(Foto: Juju Purwantoro SH MH advokat senior dan ketua bidang Hukum DPP Partai UMMAT)


Jakarta - Reportase7.com

advokat senior dan juga ketua bidang Hukum DPP Partai UMMAT Juju Purwantoro, SH., MH, menyayangkan  terjadinya pemecatan (PHK) terhadap 3 orang petugas security bandara (Avsec) Soekarno-Hatra Cengkareng akibat mengawal Habib Bahar Bin Smith pada Jum’at, 31 Maret 2023 oleh pihak otoritas Bandara. Ketiganya dinilai telah melakukan tindakan indisipliner 'pelanggaran berat' SOP kerja di Bandara. Alasannya, hal itu dianggap dapat menimbulkan dampak terkait aspek keamanan yang tidak diinginkan.

Padahal sesuai dengan konstitusi UUD 1945, Pasal 28D ayat (2) dan Pasal 28E ayat (1) UUD 1945, pada intinya setiap orang berhak untuk memilih pekerjaan dan bekerja serta mendapat imbalan dan perlakuan yang adil dan layak dalam hubungan kerja.

"Dasar hukum yang mengatur tentang PHK sendiri adalah pasal 154A (ayat 1) Undang-Undang No 13 Tahun 2003 tentang Ketenagakerjaan juncto Undang-Undang No 11 Tahun 2020 mengenai Cipta Kerja," ungkap Juju.

Ia menjelaskan secara khusus (lex specialis) berdasarkan UU No. 2 Tahun 2004 tentang Penyelesaian Perselisihan Hubungan Industrial, tidak serta merta pengusaha secara sepihak dapat menjatuhkan PHK semaunya kepada karyawannya. (05/04/2023)

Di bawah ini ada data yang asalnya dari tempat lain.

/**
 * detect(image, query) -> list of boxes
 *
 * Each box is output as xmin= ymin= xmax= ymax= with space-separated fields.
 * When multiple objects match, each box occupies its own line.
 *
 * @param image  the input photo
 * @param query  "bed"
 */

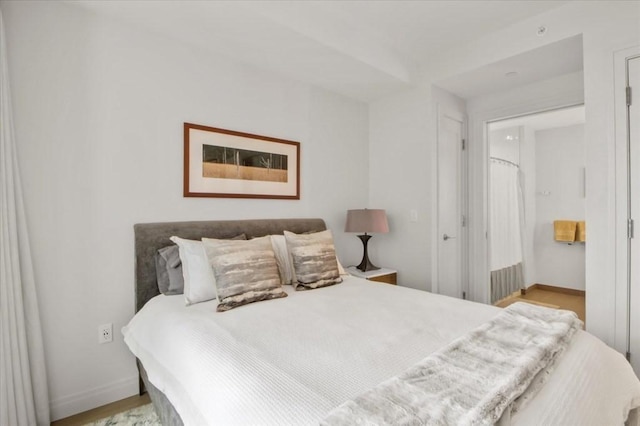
xmin=124 ymin=218 xmax=640 ymax=425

Mengacu Undang-Undang tentang Penyelesaian Perselisihan Hubungan Industrial tersebut, PHK disebut sah jika terjadi dua kondisi, yaitu;
Pertama, adanya Perjanjian Kerja Bersama (PKB) yang disepakati perusahaan dan pekerja.
Kedua, adanya putusan dari Pengadilan Hubungan Industrial (PHI) yang berkekuatan hukum tetap (inkracht).

"Oleh karenanya jika tidak adanya PKB atau putusan pengadilan yang sah terkait PHK tersebut, pihak perusahaan tidak sah melakukan PHK sepihak terhadap karyawannya," jelasnya.

"Alasan pelanggaran berat terhadap SOP atau tindakan indisipliner, kemudian langsung diambil tindakan tegas dengan memberikan sanksi terberat (PHK), adalah inkonstitusional dan pelanggaran HAM. Tindakan PHK adalah upaya hukum terakhir (ultimum remedium), seyogiyanya didahului tegoran lisan (bipatride) dan peringatan tertulis," lanjut advokat senior itu.

Juju menjelaskan bahwa, sudah menjadi pengetahuan umum dan penghormatan (kewajaran) jika seoramg tokoh atau ulama tiba dari perjalanan, misal di Bandara, maka penjemput tekadang memeluk atau mencium tangannya apa lagi kepada seorang tokoh (ulama), atau artis sekalipun.

"Tindakan PHK tersebut tampak kontradiktif, diskriminatif, dan menciderai rasa keadilan, sehingga mereka (avsec) sewajarnya dapat dipekerjakan kembali," pungkasnya.